Gov. Ifeanyi Okowa of Delta state

Editors hail governor, decry insecurity, vote-buying
Delta State Governor Ifeanyi Okowa has stressed urgent need for an alternative source of funding to ensure that the Independent National Electoral Commission (INEC) truly performs as an independent umpire.

Okowa stated this at the weekend during the 14th All Nigeria Editor’s Conference (ANEC) in Asaba. He said: “INEC is supposed to be an unbiased body, so, how can they truly be unbiased? How will they get their source of funding? How will they work on their process of appointments?

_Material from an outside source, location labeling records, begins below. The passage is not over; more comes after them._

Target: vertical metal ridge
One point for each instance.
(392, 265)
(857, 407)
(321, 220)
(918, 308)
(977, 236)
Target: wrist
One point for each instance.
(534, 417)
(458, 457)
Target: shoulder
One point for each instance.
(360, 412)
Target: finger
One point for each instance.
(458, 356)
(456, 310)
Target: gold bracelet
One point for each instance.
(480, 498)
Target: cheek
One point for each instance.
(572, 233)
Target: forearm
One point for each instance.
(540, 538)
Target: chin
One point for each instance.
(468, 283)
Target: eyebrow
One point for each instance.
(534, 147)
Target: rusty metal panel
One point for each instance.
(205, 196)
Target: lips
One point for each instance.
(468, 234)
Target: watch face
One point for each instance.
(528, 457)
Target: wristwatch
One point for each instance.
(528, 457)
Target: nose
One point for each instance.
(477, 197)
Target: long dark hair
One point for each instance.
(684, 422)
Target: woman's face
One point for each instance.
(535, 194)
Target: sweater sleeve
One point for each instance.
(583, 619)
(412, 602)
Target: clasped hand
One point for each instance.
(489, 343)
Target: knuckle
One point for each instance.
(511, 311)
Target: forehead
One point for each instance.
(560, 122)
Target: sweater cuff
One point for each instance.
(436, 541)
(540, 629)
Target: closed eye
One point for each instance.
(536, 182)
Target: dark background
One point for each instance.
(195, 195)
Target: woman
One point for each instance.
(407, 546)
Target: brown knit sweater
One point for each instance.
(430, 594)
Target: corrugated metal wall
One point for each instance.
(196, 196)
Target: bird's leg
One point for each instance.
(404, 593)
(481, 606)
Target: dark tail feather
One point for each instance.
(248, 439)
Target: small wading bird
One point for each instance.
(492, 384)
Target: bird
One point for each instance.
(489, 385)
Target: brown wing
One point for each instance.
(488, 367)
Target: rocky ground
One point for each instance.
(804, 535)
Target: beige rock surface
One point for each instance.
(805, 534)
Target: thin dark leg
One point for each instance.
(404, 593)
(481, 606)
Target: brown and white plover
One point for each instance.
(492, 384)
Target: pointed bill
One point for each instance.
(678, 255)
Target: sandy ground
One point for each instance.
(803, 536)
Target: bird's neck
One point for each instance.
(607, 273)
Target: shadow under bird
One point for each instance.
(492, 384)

These and more questions are what we are supposed to address and they have to be dealt with in such a manner that we can give them enough power and make them truly independent.”

However, the governor Okowa who used the occasion to reel out his achievements in Delta State, said: “Generally, in our country, I do believe that the need for voters’ education and the need to ensure that we take our people out of the poverty level, are motivations that will help us improve on the electoral process because, as long as our people continue to remain in the poverty bracket, there will be no integrity.”

He took members of the Nigeria Guild of Editors (NGE) on an inspection tour of landmark projects across the state that were initiated, executed and completed by his administration since assumption of office.

Meanwhile, the NGE, in a nine-point communique jointly signed by its President and Secretary-General, Funke Egbemode and Victoria Ibanga respectively, yesterday, commended the 91 political parties in the country for the maturity displayed during their primaries but frowned at the allegation of vote-buying, which the editors observed was a subtle but worrisome way of institutionalising corruption.

The editors while also decrying the level of insecurity in the country, said: “The nation deserves more than rhetoric and political slogans on issues of citizens’ welfare.“Elections in Nigeria are not built on truth and therefore urged the umpire, the INEC, to remain independent in its practice by allowing citizens’ votes to count; as such is cardinal to sustaining democracy.”

They, however, commended the Delta State government for the rapid growth in infrastructure across the state as well as human capacity development.They also expressed the need for Nigerian journalists to intensify efforts that will deepen democracy through sustained investigative, balance and analytical reportage.